How to tell a teenager about sex?
Of course, first of all, the conversation should be accessible and honest. It is very important to prepare the child for the changes that will occur with him during puberty. Attention should be paid to the following nuances:
- tell about menstruation, hygiene products;
- explain what erection, nocturnal pollutions;
- talk about such changes as the growth of the breasts in girls, the appearance of pubic hair, how the voice of boys breaks;
- explain how sexual intercourse occurs;
- pay attention to the issue of sexually transmitted diseases ;
- talk about pregnancy and contraceptive methods ;
- warn against perverts.
Usually such conversations are conducted in several stages, it is important that both parents take part.

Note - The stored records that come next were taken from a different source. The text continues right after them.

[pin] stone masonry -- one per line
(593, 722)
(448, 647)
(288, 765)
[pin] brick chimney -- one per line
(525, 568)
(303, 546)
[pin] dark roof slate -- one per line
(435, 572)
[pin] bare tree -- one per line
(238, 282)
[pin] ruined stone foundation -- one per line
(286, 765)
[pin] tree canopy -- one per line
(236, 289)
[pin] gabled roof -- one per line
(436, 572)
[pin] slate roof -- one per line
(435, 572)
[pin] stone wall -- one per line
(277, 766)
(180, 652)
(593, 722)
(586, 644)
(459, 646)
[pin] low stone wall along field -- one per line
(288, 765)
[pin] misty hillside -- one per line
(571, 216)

The topic of sex among adolescents today is particularly acute, therefore it is unacceptable for a child to receive this knowledge from questionable sources. If parents are not sure that some moments can be explained, then now there is a large selection of relevant literature aimed at sexual education. These books and magazines designed for children of different age groups can be read together with the child, answering questions that arise.
What can not be done in communication about sex with adolescents and children?
In the conversation you need to follow certain rules:
- You can not scold the child for questions on intimate topics or shame, so as not to cause distrust to yourself;
- Do not scare and focus on negative points, as this can provoke a negative attitude towards sex and cause psychological problems;
- in no way avoid this topic, because the questions about sex in the life of a teenager and even young children play an important role, because a child who has not satisfied his curiosity with mom and dad will go looking for answers to other sources;
- Do not make a lecture like a lecture and at the end ask a series of questions, checking the material learned, because this can cause the child no longer wants to talk to such a lecture
delicate topic with parents.
Conversations should be of a confidential nature, so that later the child with any question without doubt approached the parents. Such conversations can save from early sexual life. After all, many mothers are worried about the question of why teenagers have sex. One of the reasons is peer pressure, as well as the opinion that the conduct of sexual life raises the image and makes it more mature. And this is a consequence of the lack of objective information that a child should receive in the family, and not from friends or the Internet.